Of course, it goes without saying, what a theory fucking is is experiment.
Special relativity, general relativity, quantum mechanics, QED, all these
theories are theories because they gave predictions which were confirmed by
experiment. Newton's laws, universal gravitation, these too have so much
experimental backing so they are theory too, it's just that they are valid for
non-relativistic, non-quantum systems. Just because you found that light bends
around stars doesn't mean that all the basic experiments you did on the earth
that didn't seem to show that bending 50 years ago were all a lie. Your old
experiments were still valid! You just weren't looking at a scale where such
effects were important: those mirrors and lenses didn't have enough mass to
make the light bend enough for you to measure it (the deviations were but
small fractions of the markings on your ruler) so you simply didn't see such
effects. When you do look at that scales*, however, you'll see divergence from
theory, and thus the cycle repeats, and the boundaries of understanding are
pushed forward.

We never forgot the old theory, we just find where it fails and how it really
was only correct for a smaller scale than we thought it was. Think about
science as the old explorers of Columbus' day; they had a very small view of
the world, but as they explored, they found that they could add new features
to their maps. Nothing about their old maps of Europe had changed though! May
be new technology had made the maps more refined, but discovering the West
Indies didn't make Germany south of France! It's similar for science. Nothing
about modern physics makes us doubt a lot of Newton's results, we just know he
wasn't 100% correct.

------
lutusp
> Evolution is a scientific fact. Climate change is a scientific fact.

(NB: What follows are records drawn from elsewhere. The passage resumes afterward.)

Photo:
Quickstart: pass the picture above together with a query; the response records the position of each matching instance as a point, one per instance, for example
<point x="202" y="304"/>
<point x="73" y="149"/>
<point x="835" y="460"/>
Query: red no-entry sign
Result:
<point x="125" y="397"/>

This kind of talk can only hurt science. The single most important principle
in science is that any theory must in principle be falsifiable by new
evidence. No falsifiability, no science. Therefore there are no scientific
facts, there are only scientific theories, some very good, but all potentially
falsifiable by new evidence.

If you want unchallengeable facts, ideas cast in concrete, join a religion.

[http://en.wikipedia.org/wiki/Falsifiability](http://en.wikipedia.org/wiki/Falsifiability)

"The concern with falsifiability gained attention by way of philosopher of
science Karl Popper's scientific epistemology 'falsificationism'. Popper
stresses the problem of demarcation—distinguishing the scientific from the
unscientific—and makes falsifiability the demarcation criterion, such that
what is unfalsifiable is classified as unscientific, and the practice of
declaring an unfalsifiable theory to be scientifically true is pseudoscience."